Electrifying a fleet of vehicles is a story with two parts: the vehicles themselves, and the infrastructure that will power them. Here we outline how to devise an EV charging strategy.

electric charging for fleets

Choosing the right charging infrastructure to power your electric fleet is as vital as choosing the right vehicles for the fleet itself. 

There are several key elements to devising an EV charging strategy to support your electric fleet, and some questions fleet managers need to answer before installations begin. In this blog, we discuss the importance of 

  • Choosing a location for the charging infrastructure that will work best for your fleet’s driving habits, 
  • Carefully deciding the type of charging to install, 
  • Working out the number of charge points you need before you install, 
  • Considering which technologies and financial models to install with. 

Getting the Right Location

Where are the best places to install electric charging for fleet vehicles?

There is no correct answer to this question, as it is always unique to the fleet you are electrifying and your business model. You know your fleet and its behaviours best. Let this insight inform where they will charge.  

If your vehicles are stored at a particular facility or depot overnight, they need to be ready to go when the drivers arrive the next morning. Charging infrastructure would therefore be best positioned in the places where they are parked. On the other hand, the vehicles may be parked overnight at drivers’ homes, in which case you might consider home charging infrastructure for your drivers, like the AA did. 

Lets Talk Power

Fast, rapid, ultra-rapid, or a combination – what is the most effective form of fleet EV charging?

Again, there is no correct answer. Whilst rapid and ultra-rapid charging is suited to quick ‘top-up’ chargers, fast charging is best for longer, overnight charges where time is not of the essence. It all depends on your fleet. 

If your fleet vehicles return to base multiple times during the day, they might only need a top-up charge. Slower charging suits return-to-base fleets. DX Freight, for example, chose the latter, providing 7kW fast chargers for their drivers to plug in at the end of the day so their vehicles would be recharged overnight.  

If you are transitioning a fleet of vehicles for your staff, such as pool cars which are used during the day but travel only a short distance, you might also wish to charge on a gradual basis throughout the working day. 

Read more about the different use cases of EV charging for electric fleets here. 

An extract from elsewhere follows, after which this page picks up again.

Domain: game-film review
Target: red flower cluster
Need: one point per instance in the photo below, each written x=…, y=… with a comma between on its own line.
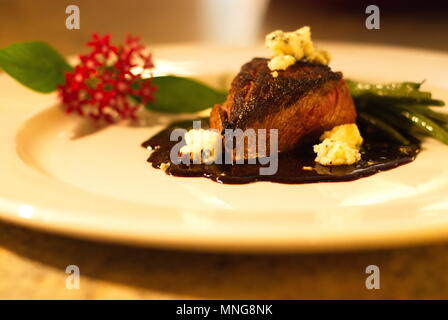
x=104, y=85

It is also important to note that the power of your chargers will place different demands on your power system alongside existing energy requirements. This will require investigations and possibly new grid connections. This is where a site survey can help – not only do surveys help you plan for future infrastructure, but they can also help you deduce whether you have the right capacity on site for the chargers in some cases. 

What About the Number?

How many charge points do you need? 

You may wish to consider starting with a few chargers before rolling out a full EV charging infrastructure. Doing so will help you understand usage patterns and future needs. Equally if you have a robust strategy and know what you need, you could save time and budget by installing your infrastructure all at once.  

Consider Load Balancing

Get smart with EV charging

If the power availability on your site currently cannot cope with the demand of your planned EV chargers, there are a couple of solutions. 

The first is paying a district network operator (DNO) to upgrade your infrastructure, but this comes at a cost. Alternatively, you could take advantage of load balancing technology, which automatically distributes the available power to multiple vehicles.  

Funding Your Charging Infrastructure

Sort the financials

Another aspect of your fleet charging strategy is the funding. Your charge point operator can provide you with the expected costs of installing, operating and maintaining the chargers. From this, you can decide to lease your charging equipment – which helps you avoid the up-front costs – or investigate the grants and funding options available, such as the EV infrastructure grant for staff and fleets and the Workplace Charging Scheme.